PAM（肽基甘氨酸α-酰胺化单加氧酶）编码变异等位基因的携带者胰岛素生成指数降低，患2型糖尿病（T2D）的风险更高，PAM p.Asp563Gly变异杂合携带者的胰岛显示胰岛素分泌减少。PAM整体缺乏究竟如何导致高血糖尚不清楚。PAM是唯一能够将甘氨酸延伸的肽激素转化为酰胺化产物的酶。与神经肽Y（NPY）、α-黑素细胞刺激激素（αMSH）和胰高血糖素样肽1（GLP-1）一样，胰岛淀粉样多肽（IAPP）是一种在2型糖尿病中形成胰岛淀粉样蛋白的β细胞肽，也是PAM的底物。我们假设仅限于β细胞的Pam缺乏会导致胰岛素分泌减少，阻止酰胺化IAPP的产生，并揭示β细胞中Pam缺失可加速小鼠高血糖发作的程度。

方法

根据供体的PAM基因型评估人胰岛中的PAM活性。我们构建了β细胞特异性Pam基因敲除（Ins1，Pam；βPamKO）小鼠，并进行胰岛培养、组织学和代谢分析，以评估Pam在β细胞中的生理作用。我们使用合成的酰胺化和非酰胺化hIAPP肽分析人IAPP（hIAPP）淀粉样纤维形成动力学，并构建hIAPP基因敲入β细胞特异性Pam基因敲除（hIAPP βPamKO）小鼠，以确定hIAPP酰胺化对胰岛淀粉样蛋白负荷、胰岛移植存活和葡萄糖耐量的影响。

结果

携带PAM p.Asp563Gly T2D风险等位基因的供体的胰岛中PAM酶活性显著降低。βPamKO小鼠的胰岛在第二阶段葡萄糖和氯化钾诱导的胰岛素分泌受损。βPamKO小鼠的β细胞有更大的致密核心颗粒和更少、更短的纤毛。有趣的是，非酰胺化hIAPP在体外形成纤维的能力较低，高糖处理的hIAPP βPamKO胰岛的淀粉样蛋白负荷降低。
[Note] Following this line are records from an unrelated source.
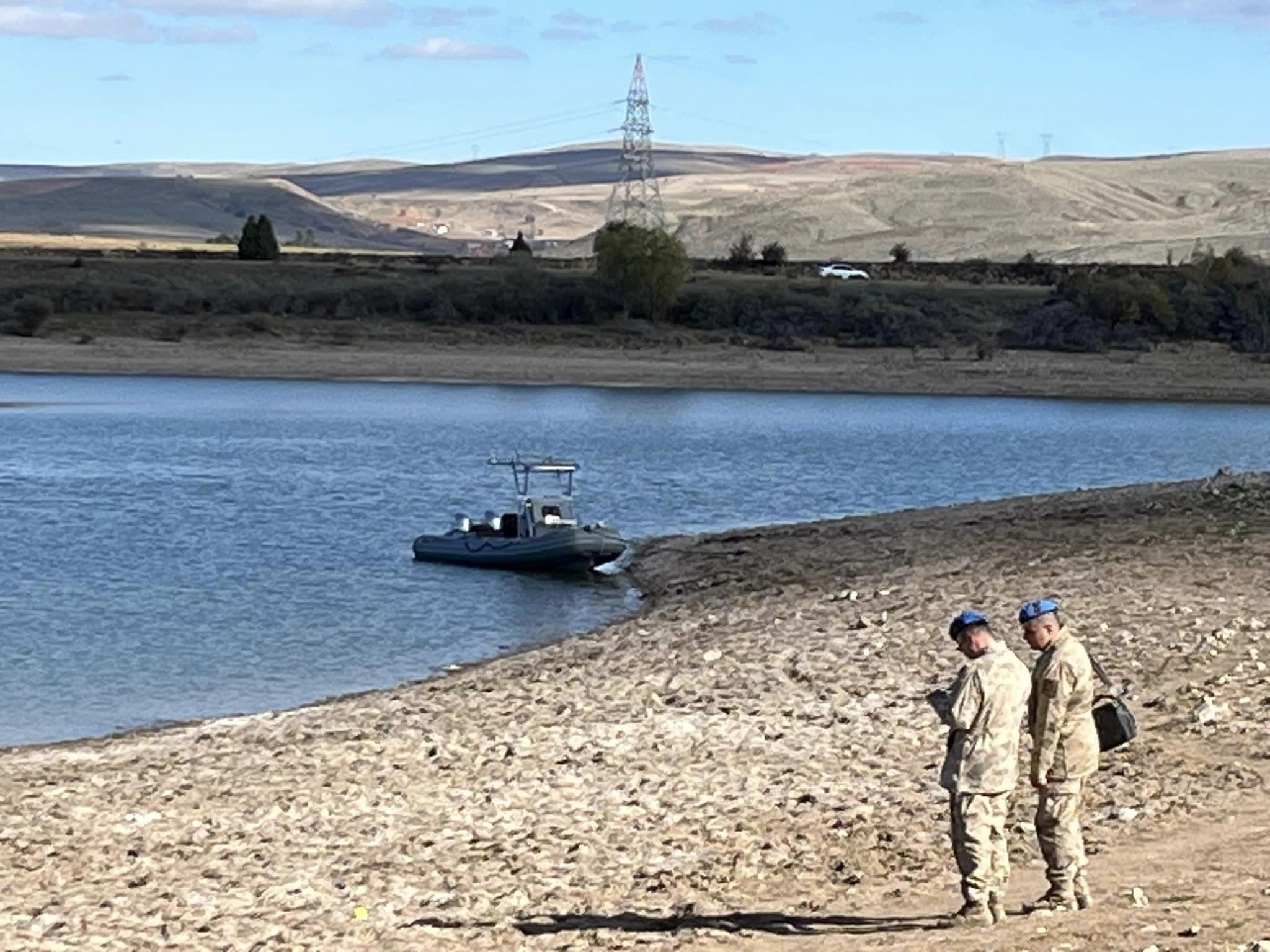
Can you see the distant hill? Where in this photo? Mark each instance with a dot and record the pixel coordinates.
(183, 208)
(1068, 208)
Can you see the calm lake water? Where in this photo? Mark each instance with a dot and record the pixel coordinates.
(180, 547)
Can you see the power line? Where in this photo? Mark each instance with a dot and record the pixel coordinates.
(637, 197)
(506, 128)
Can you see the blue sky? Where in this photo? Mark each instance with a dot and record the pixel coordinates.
(313, 81)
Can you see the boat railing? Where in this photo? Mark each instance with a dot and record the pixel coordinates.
(521, 470)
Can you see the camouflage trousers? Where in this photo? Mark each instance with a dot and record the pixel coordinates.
(980, 843)
(1059, 832)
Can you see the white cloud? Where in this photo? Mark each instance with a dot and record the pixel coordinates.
(337, 11)
(58, 23)
(755, 24)
(572, 35)
(450, 15)
(451, 48)
(210, 35)
(904, 18)
(572, 18)
(1248, 13)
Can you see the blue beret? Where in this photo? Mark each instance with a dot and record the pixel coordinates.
(964, 621)
(1034, 610)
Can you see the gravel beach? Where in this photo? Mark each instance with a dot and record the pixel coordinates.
(747, 758)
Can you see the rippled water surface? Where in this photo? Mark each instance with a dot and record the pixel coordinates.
(179, 547)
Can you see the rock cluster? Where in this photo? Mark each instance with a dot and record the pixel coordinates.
(756, 738)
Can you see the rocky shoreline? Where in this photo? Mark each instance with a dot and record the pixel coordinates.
(751, 753)
(506, 356)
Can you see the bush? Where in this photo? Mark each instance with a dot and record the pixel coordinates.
(742, 250)
(25, 316)
(258, 242)
(644, 270)
(520, 247)
(774, 253)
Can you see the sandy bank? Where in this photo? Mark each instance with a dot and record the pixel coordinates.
(1197, 372)
(750, 756)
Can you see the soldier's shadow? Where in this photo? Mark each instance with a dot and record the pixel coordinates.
(773, 923)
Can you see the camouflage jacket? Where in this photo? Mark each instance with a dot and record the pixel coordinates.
(985, 716)
(1061, 714)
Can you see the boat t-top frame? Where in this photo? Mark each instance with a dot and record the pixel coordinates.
(521, 470)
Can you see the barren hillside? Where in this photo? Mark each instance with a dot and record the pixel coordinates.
(183, 208)
(855, 207)
(944, 207)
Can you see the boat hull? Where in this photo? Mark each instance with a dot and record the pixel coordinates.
(566, 550)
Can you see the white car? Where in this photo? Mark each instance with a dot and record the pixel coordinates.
(841, 271)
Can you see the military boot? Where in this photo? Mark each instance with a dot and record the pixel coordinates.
(1054, 901)
(969, 915)
(997, 908)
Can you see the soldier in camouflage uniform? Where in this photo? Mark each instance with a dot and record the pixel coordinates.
(1065, 752)
(985, 711)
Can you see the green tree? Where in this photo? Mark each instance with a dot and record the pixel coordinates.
(774, 253)
(269, 242)
(742, 250)
(642, 268)
(249, 243)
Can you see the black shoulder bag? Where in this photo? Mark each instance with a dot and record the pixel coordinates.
(1113, 719)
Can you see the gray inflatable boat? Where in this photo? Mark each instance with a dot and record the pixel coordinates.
(541, 535)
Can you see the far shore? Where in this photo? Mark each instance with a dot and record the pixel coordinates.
(1198, 372)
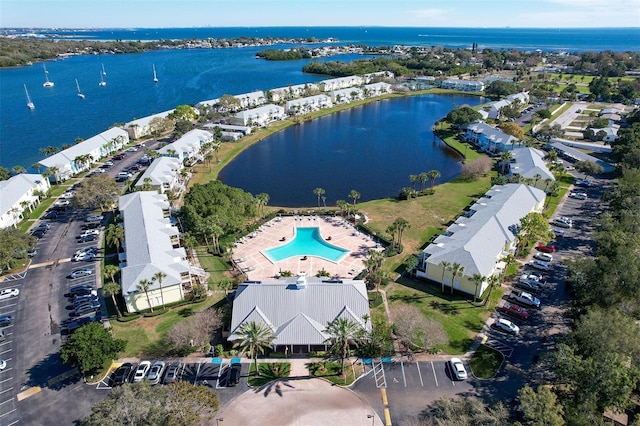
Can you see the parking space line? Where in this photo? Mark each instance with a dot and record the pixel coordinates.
(7, 413)
(434, 373)
(8, 400)
(419, 374)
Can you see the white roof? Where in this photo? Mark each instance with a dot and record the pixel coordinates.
(529, 162)
(148, 241)
(14, 188)
(477, 241)
(494, 134)
(86, 147)
(145, 121)
(162, 170)
(192, 140)
(299, 316)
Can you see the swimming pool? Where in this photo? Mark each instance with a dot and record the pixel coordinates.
(306, 242)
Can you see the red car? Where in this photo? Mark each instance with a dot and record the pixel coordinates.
(514, 310)
(549, 248)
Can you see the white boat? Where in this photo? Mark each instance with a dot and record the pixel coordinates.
(30, 104)
(46, 83)
(80, 94)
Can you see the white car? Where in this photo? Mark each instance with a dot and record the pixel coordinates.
(155, 374)
(545, 257)
(141, 371)
(578, 195)
(84, 272)
(539, 265)
(457, 368)
(506, 326)
(84, 256)
(8, 293)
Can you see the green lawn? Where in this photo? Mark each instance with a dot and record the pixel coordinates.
(461, 318)
(485, 362)
(144, 336)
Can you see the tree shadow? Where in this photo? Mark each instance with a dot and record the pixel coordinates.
(51, 373)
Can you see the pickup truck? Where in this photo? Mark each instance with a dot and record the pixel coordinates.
(524, 298)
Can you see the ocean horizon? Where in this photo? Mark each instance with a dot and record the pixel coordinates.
(188, 76)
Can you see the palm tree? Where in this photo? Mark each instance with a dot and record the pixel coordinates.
(400, 224)
(354, 195)
(115, 236)
(433, 175)
(494, 281)
(478, 279)
(159, 276)
(422, 177)
(445, 267)
(341, 204)
(254, 338)
(144, 285)
(112, 289)
(343, 331)
(456, 269)
(319, 192)
(413, 179)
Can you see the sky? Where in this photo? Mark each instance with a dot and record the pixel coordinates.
(262, 13)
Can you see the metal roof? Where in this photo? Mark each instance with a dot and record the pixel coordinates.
(299, 314)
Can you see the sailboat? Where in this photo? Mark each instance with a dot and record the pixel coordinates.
(80, 94)
(47, 83)
(30, 104)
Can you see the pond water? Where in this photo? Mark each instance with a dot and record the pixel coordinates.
(371, 149)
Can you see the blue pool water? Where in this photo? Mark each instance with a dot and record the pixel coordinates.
(307, 242)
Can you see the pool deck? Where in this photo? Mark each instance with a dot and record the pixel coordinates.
(248, 252)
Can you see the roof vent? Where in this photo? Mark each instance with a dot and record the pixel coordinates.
(301, 281)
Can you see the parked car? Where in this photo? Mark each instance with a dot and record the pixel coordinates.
(121, 375)
(233, 377)
(583, 183)
(86, 308)
(563, 222)
(548, 248)
(514, 310)
(545, 257)
(506, 326)
(172, 373)
(84, 272)
(578, 195)
(155, 373)
(8, 293)
(83, 257)
(524, 298)
(87, 238)
(141, 371)
(457, 369)
(51, 214)
(6, 320)
(539, 265)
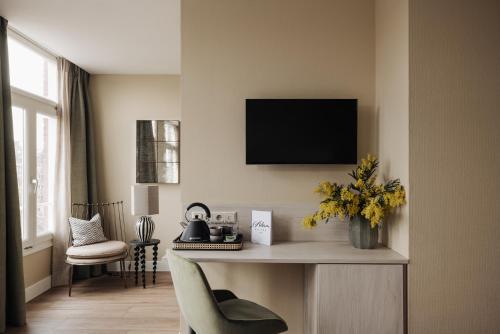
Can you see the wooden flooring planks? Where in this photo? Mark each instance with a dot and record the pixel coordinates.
(102, 305)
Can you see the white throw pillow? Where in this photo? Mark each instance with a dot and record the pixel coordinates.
(86, 232)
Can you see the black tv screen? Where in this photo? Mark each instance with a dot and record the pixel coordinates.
(300, 131)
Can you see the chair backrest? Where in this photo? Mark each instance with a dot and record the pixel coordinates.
(196, 300)
(112, 218)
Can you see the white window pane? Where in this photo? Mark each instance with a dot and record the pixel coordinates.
(45, 160)
(32, 71)
(18, 125)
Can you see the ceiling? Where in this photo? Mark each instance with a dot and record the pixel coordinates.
(103, 36)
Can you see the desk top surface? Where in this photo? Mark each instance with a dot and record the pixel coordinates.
(298, 252)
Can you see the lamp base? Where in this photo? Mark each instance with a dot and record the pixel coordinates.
(144, 228)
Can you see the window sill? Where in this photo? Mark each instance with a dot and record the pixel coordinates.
(41, 244)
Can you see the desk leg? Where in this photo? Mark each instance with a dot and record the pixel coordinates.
(184, 328)
(155, 258)
(375, 291)
(136, 264)
(143, 266)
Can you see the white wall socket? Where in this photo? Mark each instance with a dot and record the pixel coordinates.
(218, 217)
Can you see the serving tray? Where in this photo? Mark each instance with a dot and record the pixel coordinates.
(224, 246)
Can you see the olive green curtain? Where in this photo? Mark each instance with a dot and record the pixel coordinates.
(74, 107)
(83, 172)
(12, 300)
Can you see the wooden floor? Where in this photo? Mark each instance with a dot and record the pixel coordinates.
(103, 305)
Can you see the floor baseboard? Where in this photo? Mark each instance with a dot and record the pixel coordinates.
(161, 265)
(38, 288)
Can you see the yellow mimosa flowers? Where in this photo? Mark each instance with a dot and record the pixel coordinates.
(361, 197)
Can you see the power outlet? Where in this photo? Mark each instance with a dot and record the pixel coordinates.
(218, 217)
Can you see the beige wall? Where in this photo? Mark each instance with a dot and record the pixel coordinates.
(454, 272)
(37, 266)
(232, 50)
(391, 94)
(118, 101)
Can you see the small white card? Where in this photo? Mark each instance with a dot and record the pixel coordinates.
(262, 227)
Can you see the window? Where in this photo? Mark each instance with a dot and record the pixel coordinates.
(33, 75)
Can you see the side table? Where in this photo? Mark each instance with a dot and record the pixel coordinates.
(140, 253)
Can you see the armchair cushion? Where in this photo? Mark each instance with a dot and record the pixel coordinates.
(90, 261)
(86, 232)
(254, 317)
(109, 248)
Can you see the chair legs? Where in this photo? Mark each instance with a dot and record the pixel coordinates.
(123, 273)
(70, 279)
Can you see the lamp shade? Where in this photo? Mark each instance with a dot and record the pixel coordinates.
(144, 200)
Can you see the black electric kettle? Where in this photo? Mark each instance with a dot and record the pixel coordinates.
(197, 229)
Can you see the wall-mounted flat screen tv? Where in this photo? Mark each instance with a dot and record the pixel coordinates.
(301, 131)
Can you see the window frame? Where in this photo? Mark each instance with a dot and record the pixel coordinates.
(32, 104)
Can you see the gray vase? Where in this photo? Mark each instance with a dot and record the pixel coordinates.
(361, 233)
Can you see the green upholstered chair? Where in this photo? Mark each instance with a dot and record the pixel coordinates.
(217, 311)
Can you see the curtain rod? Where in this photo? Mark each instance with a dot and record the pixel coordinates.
(25, 38)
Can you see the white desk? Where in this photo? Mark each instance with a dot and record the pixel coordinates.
(347, 290)
(306, 252)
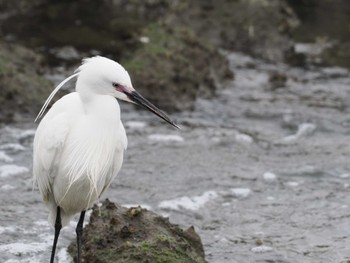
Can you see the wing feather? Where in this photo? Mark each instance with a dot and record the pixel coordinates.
(50, 138)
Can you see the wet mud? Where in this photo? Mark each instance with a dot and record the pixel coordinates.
(262, 170)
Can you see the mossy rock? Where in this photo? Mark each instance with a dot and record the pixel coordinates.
(23, 89)
(337, 55)
(176, 66)
(117, 234)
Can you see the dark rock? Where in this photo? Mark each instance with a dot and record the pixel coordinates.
(277, 79)
(117, 234)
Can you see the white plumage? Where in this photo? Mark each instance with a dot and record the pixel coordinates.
(79, 145)
(80, 142)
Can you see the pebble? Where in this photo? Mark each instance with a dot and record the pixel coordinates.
(135, 124)
(166, 138)
(243, 138)
(269, 177)
(261, 249)
(241, 192)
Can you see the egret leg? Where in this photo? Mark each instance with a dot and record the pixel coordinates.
(79, 231)
(58, 226)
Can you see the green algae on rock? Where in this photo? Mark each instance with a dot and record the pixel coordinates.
(117, 234)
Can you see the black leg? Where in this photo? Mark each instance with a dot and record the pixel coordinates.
(58, 226)
(79, 231)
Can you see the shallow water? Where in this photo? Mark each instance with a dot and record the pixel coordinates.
(262, 171)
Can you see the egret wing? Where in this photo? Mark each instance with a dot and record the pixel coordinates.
(49, 141)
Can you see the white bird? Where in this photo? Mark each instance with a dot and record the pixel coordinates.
(79, 144)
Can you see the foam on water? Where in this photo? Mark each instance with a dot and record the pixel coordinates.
(148, 207)
(5, 158)
(7, 187)
(23, 248)
(11, 169)
(189, 203)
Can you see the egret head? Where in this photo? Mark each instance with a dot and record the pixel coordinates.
(102, 76)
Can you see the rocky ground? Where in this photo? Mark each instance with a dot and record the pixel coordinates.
(170, 48)
(174, 51)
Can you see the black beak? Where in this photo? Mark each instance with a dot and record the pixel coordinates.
(140, 100)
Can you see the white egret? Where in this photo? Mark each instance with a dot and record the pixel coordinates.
(79, 144)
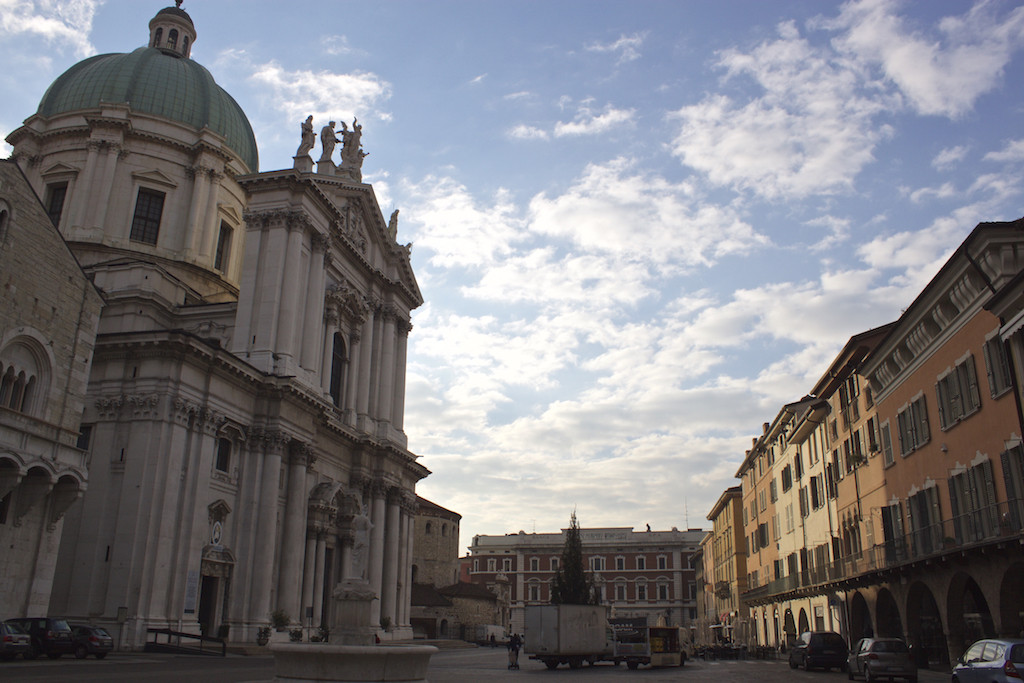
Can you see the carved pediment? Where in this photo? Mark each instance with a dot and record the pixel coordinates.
(154, 176)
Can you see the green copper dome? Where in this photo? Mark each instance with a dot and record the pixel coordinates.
(153, 82)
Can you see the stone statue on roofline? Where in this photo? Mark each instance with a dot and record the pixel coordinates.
(308, 137)
(328, 139)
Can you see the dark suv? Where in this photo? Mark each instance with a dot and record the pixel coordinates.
(91, 640)
(49, 636)
(819, 649)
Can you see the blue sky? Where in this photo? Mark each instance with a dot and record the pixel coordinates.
(640, 227)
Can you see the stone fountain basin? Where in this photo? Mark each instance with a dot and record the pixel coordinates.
(313, 663)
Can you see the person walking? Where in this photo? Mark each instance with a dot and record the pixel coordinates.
(515, 643)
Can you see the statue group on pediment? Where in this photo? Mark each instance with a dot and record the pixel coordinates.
(351, 143)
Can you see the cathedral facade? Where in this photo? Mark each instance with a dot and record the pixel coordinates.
(245, 401)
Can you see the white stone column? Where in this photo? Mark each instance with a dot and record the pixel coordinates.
(352, 378)
(308, 570)
(266, 535)
(386, 382)
(318, 578)
(211, 217)
(376, 565)
(290, 294)
(84, 187)
(312, 328)
(404, 562)
(296, 505)
(197, 211)
(389, 586)
(102, 197)
(366, 365)
(330, 329)
(345, 555)
(398, 411)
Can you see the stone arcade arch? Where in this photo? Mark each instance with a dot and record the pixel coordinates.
(969, 616)
(887, 620)
(790, 628)
(860, 616)
(925, 628)
(1012, 601)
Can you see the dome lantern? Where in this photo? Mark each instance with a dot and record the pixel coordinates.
(172, 32)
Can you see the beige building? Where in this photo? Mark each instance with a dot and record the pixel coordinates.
(243, 420)
(724, 562)
(47, 329)
(639, 573)
(905, 471)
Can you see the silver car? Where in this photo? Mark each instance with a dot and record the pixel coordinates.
(991, 660)
(877, 658)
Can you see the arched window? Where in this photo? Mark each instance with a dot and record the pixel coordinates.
(339, 363)
(4, 219)
(24, 376)
(222, 462)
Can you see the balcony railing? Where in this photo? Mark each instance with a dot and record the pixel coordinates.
(978, 527)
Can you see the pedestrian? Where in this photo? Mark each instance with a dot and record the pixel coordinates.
(515, 642)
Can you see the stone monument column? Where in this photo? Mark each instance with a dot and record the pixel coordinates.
(366, 363)
(318, 577)
(312, 329)
(376, 564)
(398, 409)
(386, 383)
(389, 586)
(330, 328)
(288, 315)
(266, 534)
(308, 569)
(300, 458)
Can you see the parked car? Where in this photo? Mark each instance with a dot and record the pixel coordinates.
(876, 658)
(13, 641)
(91, 640)
(991, 660)
(819, 649)
(48, 636)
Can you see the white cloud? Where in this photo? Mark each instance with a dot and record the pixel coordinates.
(941, 74)
(339, 46)
(456, 227)
(587, 122)
(811, 130)
(325, 94)
(59, 23)
(1013, 152)
(524, 132)
(628, 47)
(949, 157)
(612, 208)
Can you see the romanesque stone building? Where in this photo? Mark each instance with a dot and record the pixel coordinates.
(47, 328)
(247, 389)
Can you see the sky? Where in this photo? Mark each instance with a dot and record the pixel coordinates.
(639, 227)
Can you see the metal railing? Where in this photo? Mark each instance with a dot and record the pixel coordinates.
(971, 529)
(173, 643)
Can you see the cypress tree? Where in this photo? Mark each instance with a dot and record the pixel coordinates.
(572, 585)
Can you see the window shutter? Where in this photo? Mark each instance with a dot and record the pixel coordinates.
(972, 380)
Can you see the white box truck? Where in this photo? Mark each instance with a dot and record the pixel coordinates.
(567, 634)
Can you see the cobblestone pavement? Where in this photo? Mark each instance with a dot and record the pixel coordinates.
(450, 666)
尽管β细胞功能发生了这些变化，但βPamKO小鼠对饮食诱导的高血糖并不更敏感。hIAPP βPamKO和hIAPP胰岛之间的体外β细胞死亡和体内胰岛移植存活仍然相当。令人惊讶的是，老年hIAPP βPamKO小鼠的胰岛素分泌和葡萄糖耐量有所改善。

结论

仅在β细胞中消除Pam表达会导致胰岛素颗粒的形态变化、胰岛素分泌减少、hIAPP淀粉样蛋白负荷降低和纤毛发生改变。然而，在小鼠中，β细胞Pam缺乏对饮食或hIAPP诱导的高血糖发展没有影响。我们的数据与当前的研究一致，这些研究揭示了肽能信号在协调调节葡萄糖稳态等基本过程所需的各种信号方面具有古老、高度保守的作用。